📊 Kalm Benchmark

KALM provides a comprehensive, standardized benchmark for evaluating and comparing Kubernetes security scanners. The benchmark consists of two components:

235+ intentionally vulnerable Kubernetes manifests covering 12 major security categories that scanners should detect
Interactive web UI for analyzing scanner performance, accuracy, and coverage with CCSS alignment scoring

⚠️ This product is not officially supported by Dynatrace.

Description

Benchmark Manifests

KALM provides a comprehensive test suite of 235+ Kubernetes manifests specifically designed to evaluate security scanner effectiveness. Each manifest represents a specific security misconfiguration or vulnerability pattern that scanners should detect.

Key characteristics of the benchmark manifests:

Intentionally vulnerable: Each manifest contains a specific security issue (privileged containers, exposed secrets, RBAC misconfigurations, etc.)
Single-issue focus: One manifest tests one security check to enable precise scanner comparison
Comprehensive coverage: Tests span 12 major security categories:
- Pod Security: Privilege escalation, host access, security contexts
- RBAC: Excessive permissions, cluster-admin usage, service account issues
- Network Policies: Traffic isolation, metadata API access
- Resource Management: CPU/memory limits, resource quotas
- Container Security: Image policies, capabilities, read-only filesystems
- Secrets & ConfigMaps: Sensitive data exposure
- Namespaces: Default namespace usage, system namespace access
- Pod Security Standards: PSA configuration issues
- Supply Chain: Image tags, registry security
- Workload Types: Naked pods, reliability configurations
- Network Security: Ingress configurations, TLS settings
- Infrastructure: Storage, reliability, node selection

Structured for evaluation: Each manifest includes metadata annotations specifying:

Expected scanner result (alert or pass)
Check description and security impact
Specific configuration paths that should be flagged
Unique check IDs for result correlation

This design enables precise measurement of scanner accuracy, false positive rates, and coverage across different security domains.

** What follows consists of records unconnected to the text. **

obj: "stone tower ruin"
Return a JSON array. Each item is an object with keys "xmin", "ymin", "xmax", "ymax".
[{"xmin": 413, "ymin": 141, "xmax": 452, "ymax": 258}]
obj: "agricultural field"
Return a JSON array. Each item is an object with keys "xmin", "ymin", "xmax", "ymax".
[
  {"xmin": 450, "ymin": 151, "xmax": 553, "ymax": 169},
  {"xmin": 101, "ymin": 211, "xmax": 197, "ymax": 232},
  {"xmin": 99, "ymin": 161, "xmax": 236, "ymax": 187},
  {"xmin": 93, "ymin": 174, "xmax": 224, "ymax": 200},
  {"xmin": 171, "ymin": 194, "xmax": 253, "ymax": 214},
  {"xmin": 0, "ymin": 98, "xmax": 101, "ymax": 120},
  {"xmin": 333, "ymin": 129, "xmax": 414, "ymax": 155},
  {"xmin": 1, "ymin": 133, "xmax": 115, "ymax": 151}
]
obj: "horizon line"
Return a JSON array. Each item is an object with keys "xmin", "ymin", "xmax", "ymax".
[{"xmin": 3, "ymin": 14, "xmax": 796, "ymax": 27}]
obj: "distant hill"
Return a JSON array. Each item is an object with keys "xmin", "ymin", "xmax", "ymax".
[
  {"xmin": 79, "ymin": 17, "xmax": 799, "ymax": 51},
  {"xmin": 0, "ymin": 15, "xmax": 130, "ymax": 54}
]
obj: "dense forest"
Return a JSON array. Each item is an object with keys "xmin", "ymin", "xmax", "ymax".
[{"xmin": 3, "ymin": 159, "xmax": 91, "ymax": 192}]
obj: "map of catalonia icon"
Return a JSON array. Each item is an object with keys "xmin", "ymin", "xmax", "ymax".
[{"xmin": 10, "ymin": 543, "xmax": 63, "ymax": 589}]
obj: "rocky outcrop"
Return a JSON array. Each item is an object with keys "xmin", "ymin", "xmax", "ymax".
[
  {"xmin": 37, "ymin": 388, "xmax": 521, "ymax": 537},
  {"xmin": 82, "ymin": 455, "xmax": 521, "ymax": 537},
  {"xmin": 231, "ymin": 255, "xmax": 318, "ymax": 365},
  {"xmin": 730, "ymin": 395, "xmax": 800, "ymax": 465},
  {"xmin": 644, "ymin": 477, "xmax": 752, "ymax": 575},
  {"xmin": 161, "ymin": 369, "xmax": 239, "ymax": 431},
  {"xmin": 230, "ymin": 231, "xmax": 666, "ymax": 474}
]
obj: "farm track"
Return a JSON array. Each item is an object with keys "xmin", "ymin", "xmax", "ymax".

📋 Complete catalog: Benchmark Checks (235+ individual security tests)

Web UI

The web application provides multiple analysis views:

an overview of various scanners checked with this benchmark
an analysis page to inspect the results of a specific scanner in more detail
a CCSS alignment page to compare scanner performance against standardized scoring

Key Features:

Modular architecture: Dedicated analysis modules for helm scanning, benchmark comparison, and CCSS alignment
Helm analytics: Per-chart deployment analysis, security profiles, and interactive filtering
Interactive visualizations: Charts, pivot tables, and grouped security comparisons
Unified database: SQLite backend with automatic result persistence
Real-time monitoring: Live scan progress updates and centralized logging
Settings management: Configurable data directories and display options

CCSS Integration

The benchmark now includes CCSS (Common Configuration Scoring System) integration for scanner analysis:

Scanner Alignment Analysis: Compare how different scanners align with standardized CCSS scores
Multi-Source Support: Evaluate scanners against Kubernetes manifests, live API servers, and Helm charts
Research Capabilities: Designed to support large-scale evaluation (e.g., top 100+ Helm charts from Artifactory)
Flexible Configuration: Supports any number of charts, mixed source types, and custom evaluation criteria
Data Models: Extended data structures for comprehensive misconfiguration analysis

Key features:

Interactive alignment visualizations and scanner rankings
Category-specific performance analysis
Statistical correlation between native scanner scores and CCSS scores
Database persistence for evaluation runs and findings
Backward compatibility with existing KALM functionality

Use Cases

For Security and DevOps Teams:

Scanner Evaluation: Compare 12+ security scanners across 235+ real-world vulnerability patterns
Tool Selection: Identify scanners with best coverage for your specific security requirements
Custom Rule Development: Use benchmark results to develop and validate custom security policies
Compliance Assessment: Evaluate scanner alignment with industry standards (CCSS scoring)
Performance Benchmarking: Measure scanner accuracy, false positive rates, and detection coverage

For Scanner Developers & Vendors:

Competitive Analysis: Compare your tool against market alternatives using standardized tests
Quality Assurance: Identify detection gaps, false positives, and rule conflicts across security categories
Product Development: Use benchmark feedback to improve check accuracy and coverage
Standards Alignment: Optimize scanner output to align with CCSS and industry scoring standards
Regression Testing: Validate that updates don't break existing detection capabilities

Prerequisites

Python >= 3.10
The manifests are generated using cdk8s, which depends on nodeJS
- Please ensure nodeJS is installed on your system
Any scanner for which a scan should be triggered must be installed manually
- 📖 See the comprehensive Scanner Installation Guide for detailed setup instructions
Poetry is used to manage the project itself

Getting Started

1) 🔨 Installation

To install the benchmark along with its dependencies listed in the pyproject.toml execute:

poetry install

2) 🏄‍♀️ Usage

To use this package run the CLI with the appropriate command:

poetry run cli <command>

For detailed information of the available commands or general help run:

poetry run cli --help

2.1) Generating manifests

To generate manifests use the generate command:

poetry run cli generate [--out <target directory>]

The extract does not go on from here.